Man kann es sich kaum vorstellen, dass sie früher die Kraft zum Arbeiten hatten.

Augustin Candinas
Augustin Candinas

Wir hatten eine Waldgruppe in Val und es herrschte grosse Armut. Ausser Polenta und Polenta von morgens bis abends gab es nichts. Eines Tages fragten sie meinen Vater “hättest du nicht ein paar Ferkel?” “Doch, ich hätte vier. Eine Muttersau hat geworfen. Die wiegen 14, 15 kg.” Sie würden alle kaufen – das war strengstens verboten. Der Vater stand früh auf, um vier Uhr, schlachtete sie und weidete sie aus. Um fünf Uhr kam einer heimlich mit dem Rucksack herein, nahm alles und ging hinauf. Sie machten Voressen mit einer guten Sauce und sagten “das ist schon grossartig”. Im September holten sie ein 9 kg – Ferkel, also lebend 14 kg. Das hatte Fr. 4.70 gebracht. Ohne Karten, das ging alles heimlich. Hätte man sie erwischt, …

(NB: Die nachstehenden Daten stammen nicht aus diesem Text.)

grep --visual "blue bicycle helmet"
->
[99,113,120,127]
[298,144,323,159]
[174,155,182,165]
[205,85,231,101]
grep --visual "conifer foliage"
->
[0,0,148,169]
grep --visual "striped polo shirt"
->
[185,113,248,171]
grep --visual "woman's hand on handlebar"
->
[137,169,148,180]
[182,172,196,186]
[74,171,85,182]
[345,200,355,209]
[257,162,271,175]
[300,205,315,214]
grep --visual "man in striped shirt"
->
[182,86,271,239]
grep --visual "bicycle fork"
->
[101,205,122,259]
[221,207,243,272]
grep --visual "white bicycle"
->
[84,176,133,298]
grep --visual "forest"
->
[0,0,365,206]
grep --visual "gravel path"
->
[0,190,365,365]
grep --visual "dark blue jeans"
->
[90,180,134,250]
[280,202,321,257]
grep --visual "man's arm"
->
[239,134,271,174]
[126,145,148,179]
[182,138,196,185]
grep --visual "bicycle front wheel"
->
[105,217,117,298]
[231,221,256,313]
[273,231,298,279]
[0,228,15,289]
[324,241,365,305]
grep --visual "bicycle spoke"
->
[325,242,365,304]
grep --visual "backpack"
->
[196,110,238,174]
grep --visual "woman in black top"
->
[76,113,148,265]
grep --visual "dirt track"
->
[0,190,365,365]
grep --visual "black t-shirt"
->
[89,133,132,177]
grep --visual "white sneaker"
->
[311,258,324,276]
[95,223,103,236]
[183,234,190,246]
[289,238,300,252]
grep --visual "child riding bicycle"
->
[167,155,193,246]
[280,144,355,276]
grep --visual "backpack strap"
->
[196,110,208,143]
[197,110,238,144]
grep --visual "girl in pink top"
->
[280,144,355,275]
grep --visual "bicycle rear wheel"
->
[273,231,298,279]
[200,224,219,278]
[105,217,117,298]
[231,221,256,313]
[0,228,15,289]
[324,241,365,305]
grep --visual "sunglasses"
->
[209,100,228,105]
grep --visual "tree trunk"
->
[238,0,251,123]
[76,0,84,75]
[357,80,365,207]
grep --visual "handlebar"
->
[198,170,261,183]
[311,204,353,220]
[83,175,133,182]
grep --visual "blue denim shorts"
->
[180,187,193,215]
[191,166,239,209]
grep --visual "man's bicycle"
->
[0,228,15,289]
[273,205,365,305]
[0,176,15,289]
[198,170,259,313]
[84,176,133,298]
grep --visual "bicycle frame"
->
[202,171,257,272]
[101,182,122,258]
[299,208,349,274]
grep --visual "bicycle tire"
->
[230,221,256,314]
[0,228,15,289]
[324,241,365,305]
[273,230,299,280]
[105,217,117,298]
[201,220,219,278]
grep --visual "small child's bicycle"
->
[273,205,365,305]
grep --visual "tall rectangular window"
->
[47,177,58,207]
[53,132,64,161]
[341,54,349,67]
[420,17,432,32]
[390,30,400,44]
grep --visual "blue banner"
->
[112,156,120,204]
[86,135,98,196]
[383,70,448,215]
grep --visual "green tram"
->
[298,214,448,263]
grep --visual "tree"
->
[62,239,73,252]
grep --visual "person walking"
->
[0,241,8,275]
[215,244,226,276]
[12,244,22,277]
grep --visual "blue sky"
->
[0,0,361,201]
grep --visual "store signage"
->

Ich muss sagen, während des Krieges, wir mussten nie Hunger leiden. Ein Bauer hatte es nicht so schlecht. Dann musste man noch ein bisschen hinter dem Rücken etwas machen, das nicht gleich alle wussten. Mal ganz heimlich eine Ziege schlachten wenn man nicht genug Fleisch hatte. Ziegen hatten wir immer.

Die Butter holten sie von den Alpen. Man brauchte Butter, wenn man kochen wollte, aber man musste alles abgeben. Wir hatten den Konsum (Laden), der Administrator war ein Onkel. Der konnte sich schon anstellen und brachte manchmal einen Sack Polenta. Sonst holte man einen Sack Mehl und diesen brachte man dann in die Mehlkammer, wie wir dieses Zimmer nannten. Das reichte dann lange um Pizokel zu kochen. Und Polenta… und Marmelade…ich sage dir, noch heute, wenn ich Stachelbeeren nur sehe…. Ich sagte meiner Frau, kaufe nie solche Marmelade… Wir hatten 10 Liter-Kessel….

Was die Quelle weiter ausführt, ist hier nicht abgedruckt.